The Fifth Circuit Court of Appeals issued an important opinion last week in Allen v. Administrative Review Board clarifying the definition of protected conduct under Section 806 of the Sarbanes-Oxley (SOX) Act. SOX prohibits a publicly-traded company from retaliating against an employee who reports information to a supervisor “regarding any conduct which the employee reasonably believes constitutes” various types of fraud (mail, wire, bank or securities fraud), a violation of any rule or regulation of the Securities and Exchange Commission, or a violation of any provision of federal law relating to fraud against shareholders.
Although the Fifth Circuit in Allen held that the employees did not engage in protected conduct, the opinion provided guidance on what exactly constitutes such conduct. Among other things, the court opined that an employee’s whistleblowing activity must be “definitively and specifically” related to prohibited conduct defined under §1514A ; the whistleblower’s belief of improprieties will be scrutinized under both the subjective and objective standards; a whistleblower’s mistaken, but reasonable, belief that an employer engaged in prohibited conduct still constitutes protected activity.

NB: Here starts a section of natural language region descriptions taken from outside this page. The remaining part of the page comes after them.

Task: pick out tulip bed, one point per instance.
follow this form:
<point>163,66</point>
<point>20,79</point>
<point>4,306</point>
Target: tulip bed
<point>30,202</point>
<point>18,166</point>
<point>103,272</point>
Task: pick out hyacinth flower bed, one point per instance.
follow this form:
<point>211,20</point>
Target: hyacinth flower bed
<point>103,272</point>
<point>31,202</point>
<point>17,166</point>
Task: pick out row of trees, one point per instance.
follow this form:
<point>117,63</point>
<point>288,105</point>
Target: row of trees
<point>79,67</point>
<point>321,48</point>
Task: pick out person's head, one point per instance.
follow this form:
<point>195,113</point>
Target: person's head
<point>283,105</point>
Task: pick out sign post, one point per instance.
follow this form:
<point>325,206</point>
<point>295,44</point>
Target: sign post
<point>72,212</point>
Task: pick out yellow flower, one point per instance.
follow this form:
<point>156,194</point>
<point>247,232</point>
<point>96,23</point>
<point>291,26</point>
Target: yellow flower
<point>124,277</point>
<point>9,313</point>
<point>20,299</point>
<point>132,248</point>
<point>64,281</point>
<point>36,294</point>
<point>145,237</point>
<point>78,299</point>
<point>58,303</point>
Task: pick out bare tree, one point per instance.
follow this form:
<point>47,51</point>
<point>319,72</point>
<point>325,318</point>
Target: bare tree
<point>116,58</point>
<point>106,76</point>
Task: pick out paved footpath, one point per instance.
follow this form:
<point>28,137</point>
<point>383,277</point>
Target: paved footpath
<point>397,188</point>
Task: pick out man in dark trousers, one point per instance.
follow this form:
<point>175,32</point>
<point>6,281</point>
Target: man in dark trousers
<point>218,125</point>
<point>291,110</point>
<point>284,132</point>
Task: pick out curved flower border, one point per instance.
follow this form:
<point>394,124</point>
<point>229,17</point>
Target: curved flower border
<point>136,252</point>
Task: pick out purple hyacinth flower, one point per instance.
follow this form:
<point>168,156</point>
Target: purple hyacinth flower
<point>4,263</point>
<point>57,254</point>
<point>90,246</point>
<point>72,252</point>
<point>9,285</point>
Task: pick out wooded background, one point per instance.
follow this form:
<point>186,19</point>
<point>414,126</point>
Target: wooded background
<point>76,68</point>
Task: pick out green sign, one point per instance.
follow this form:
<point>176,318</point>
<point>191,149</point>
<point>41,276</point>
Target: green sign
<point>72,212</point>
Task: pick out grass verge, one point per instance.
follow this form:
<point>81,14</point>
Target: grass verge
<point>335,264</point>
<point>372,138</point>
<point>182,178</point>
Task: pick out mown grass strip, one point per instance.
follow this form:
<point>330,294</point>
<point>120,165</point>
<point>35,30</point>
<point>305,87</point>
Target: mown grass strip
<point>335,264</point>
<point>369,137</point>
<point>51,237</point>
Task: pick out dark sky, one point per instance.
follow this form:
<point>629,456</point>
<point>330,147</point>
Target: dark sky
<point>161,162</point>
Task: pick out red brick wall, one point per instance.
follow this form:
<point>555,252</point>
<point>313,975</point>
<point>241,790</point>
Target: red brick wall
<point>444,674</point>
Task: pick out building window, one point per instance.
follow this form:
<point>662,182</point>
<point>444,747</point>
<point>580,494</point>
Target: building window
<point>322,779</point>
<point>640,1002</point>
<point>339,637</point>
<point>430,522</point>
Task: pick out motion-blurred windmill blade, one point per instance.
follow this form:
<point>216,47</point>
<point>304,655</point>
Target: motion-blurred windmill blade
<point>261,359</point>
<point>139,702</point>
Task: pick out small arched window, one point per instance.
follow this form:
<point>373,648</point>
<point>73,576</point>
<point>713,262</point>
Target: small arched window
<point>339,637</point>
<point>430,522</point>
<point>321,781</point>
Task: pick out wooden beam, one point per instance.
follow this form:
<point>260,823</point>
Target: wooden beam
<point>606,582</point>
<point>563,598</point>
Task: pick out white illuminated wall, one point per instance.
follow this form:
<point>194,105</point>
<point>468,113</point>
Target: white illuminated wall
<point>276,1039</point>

A whistleblower under SOX will need to also show a nexus between the protected conduct and the adverse employment action. Suspicious timing is typically sufficient to carry this burden. In Collins v. Beazer Homes USA, Inc., the District Court of Georgia held that a two-week temporal proximity between reporting improprieties and termination is sufficient to suggest that the employee’s protected activity was a contributing factor to unfavorable personnel action. The Company may only avoid liability where it demonstrates by “clear and convincing” evidence that it would have taken the same unfavorable personnel action in the absence of the employee’s protected conduct.